Despite months of reporting with fourteen sources on the record a
nd extensive corroborating documentation, the story about Kelly’s cult proved more difficult to publish than any in my career. That period provides a case study of the troubled state of journalism circa 2017. I worked at length with three news organizations, all of which provided additional reporting help, and I got far down the line with editing, fact-checking, and legal vetting at each before executives above the level of the editors I worked with decided not to publish. Desperate to bring their daughters Joy and Azriel home, the Savages and the Clarys contacted me several times a week throughout that long wait. They started to give up hope that the media would amplify their frustrated pleas for help. At times, so did I.
I spent a month doing my initial reporting after J. Savage first emailed me on November 2, 2016. Then I contacted Jessica Hopper, who’d interviewed me about R. Kelly’s troubled history for the Village Voice.
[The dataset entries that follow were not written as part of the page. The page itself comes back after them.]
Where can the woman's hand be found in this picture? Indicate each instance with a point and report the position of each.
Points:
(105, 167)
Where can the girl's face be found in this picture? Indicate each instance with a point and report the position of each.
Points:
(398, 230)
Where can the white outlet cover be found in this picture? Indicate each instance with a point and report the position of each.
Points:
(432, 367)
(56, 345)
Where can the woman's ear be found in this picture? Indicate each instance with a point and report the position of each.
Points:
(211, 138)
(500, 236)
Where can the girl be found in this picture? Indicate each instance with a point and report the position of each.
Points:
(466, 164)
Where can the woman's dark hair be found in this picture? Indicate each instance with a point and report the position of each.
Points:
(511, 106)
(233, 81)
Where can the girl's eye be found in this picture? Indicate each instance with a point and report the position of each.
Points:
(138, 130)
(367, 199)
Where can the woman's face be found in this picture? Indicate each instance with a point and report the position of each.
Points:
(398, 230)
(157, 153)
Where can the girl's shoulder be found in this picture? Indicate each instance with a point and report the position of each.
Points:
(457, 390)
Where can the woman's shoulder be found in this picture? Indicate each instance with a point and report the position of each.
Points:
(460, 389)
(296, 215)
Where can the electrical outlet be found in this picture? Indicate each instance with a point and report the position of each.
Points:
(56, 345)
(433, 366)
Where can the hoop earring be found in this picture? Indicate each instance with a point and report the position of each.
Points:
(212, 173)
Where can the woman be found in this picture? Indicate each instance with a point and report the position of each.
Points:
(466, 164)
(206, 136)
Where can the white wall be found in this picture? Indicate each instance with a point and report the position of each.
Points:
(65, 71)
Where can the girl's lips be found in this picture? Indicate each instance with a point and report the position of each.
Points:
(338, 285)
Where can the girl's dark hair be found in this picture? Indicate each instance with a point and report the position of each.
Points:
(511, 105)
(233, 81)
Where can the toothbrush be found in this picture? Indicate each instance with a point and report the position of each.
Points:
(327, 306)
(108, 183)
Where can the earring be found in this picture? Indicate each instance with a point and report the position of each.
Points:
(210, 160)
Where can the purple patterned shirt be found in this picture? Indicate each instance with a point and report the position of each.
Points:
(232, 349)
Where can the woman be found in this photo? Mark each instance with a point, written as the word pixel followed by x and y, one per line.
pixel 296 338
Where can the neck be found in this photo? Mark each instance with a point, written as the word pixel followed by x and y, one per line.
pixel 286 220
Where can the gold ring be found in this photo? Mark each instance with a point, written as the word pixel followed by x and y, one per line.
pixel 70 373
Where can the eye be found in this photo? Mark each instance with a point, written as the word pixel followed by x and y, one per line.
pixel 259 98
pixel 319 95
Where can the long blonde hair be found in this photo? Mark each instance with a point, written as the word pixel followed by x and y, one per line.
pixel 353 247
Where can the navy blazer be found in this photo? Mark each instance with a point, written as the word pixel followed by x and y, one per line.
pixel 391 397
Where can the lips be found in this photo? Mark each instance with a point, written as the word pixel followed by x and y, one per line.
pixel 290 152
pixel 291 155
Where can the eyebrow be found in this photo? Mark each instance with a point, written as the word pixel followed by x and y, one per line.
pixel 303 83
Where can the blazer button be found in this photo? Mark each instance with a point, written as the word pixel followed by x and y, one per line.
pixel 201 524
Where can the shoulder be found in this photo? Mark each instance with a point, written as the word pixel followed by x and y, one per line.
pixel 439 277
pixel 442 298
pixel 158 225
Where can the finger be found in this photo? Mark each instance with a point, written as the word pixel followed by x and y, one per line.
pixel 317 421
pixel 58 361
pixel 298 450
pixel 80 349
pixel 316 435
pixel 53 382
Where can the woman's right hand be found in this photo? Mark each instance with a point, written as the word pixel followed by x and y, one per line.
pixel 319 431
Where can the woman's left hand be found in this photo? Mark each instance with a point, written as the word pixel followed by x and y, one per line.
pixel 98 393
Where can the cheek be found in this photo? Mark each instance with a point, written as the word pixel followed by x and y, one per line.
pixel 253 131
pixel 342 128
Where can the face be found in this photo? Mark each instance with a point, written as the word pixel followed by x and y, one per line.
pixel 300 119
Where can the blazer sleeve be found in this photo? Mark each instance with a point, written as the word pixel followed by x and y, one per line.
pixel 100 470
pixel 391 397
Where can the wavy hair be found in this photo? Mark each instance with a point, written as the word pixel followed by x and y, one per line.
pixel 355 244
She had become executive editor at MTV News, and on December 6, she agreed to publish the story once we finished it. The broadcast channel had long since replaced music videos with reality-TV trash such as The Real World and 16 and Pregnant, but one of its rotating corporate regimes had decided to create a forum for long-form cultural journalism and criticism online. Eventually, Hopper hit roadblocks with the corporate overlords at Viacom Media Networks. They wanted to break the story in a half-hour documentary, and the legal department balked at indemnifying a freelance reporter.
“Every part of it had hit a snag that I wasn’t positive I could untangle,” Hopper later told me. “That’s when I said, ‘Go ahead and walk with it.’ I felt horrible.” She left MTV four months later.
Editor Jake Malooley had been asking me to contribute to the Chicago Reader, and his deputy Robin Amer had been a colleague at WBEZ. The alt-weekly had recently published a long investigative story about sexual harassment at the vaunted Profiles Theatre, shaking the Chicago theater scene. The Reader was owned at the time by Michael Ferro, a digital entrepreneur with a short attention span and grandiose visions who’d purchased the Sun-Times after James Tyree died in 2011. Publisher and editor in chief Jim Kirk, a veteran of the Chicago Tribune, oversaw both papers, and the Sun-Times had of course published all of the original reporting about Kelly that I did with Abdon Pallasch. I met with Amer, Malooley, and Kirk in the same conference room at the new Sun-Times offices at 350 North Orleans where I’d been told I had three options the night before I appeared in court during the trial.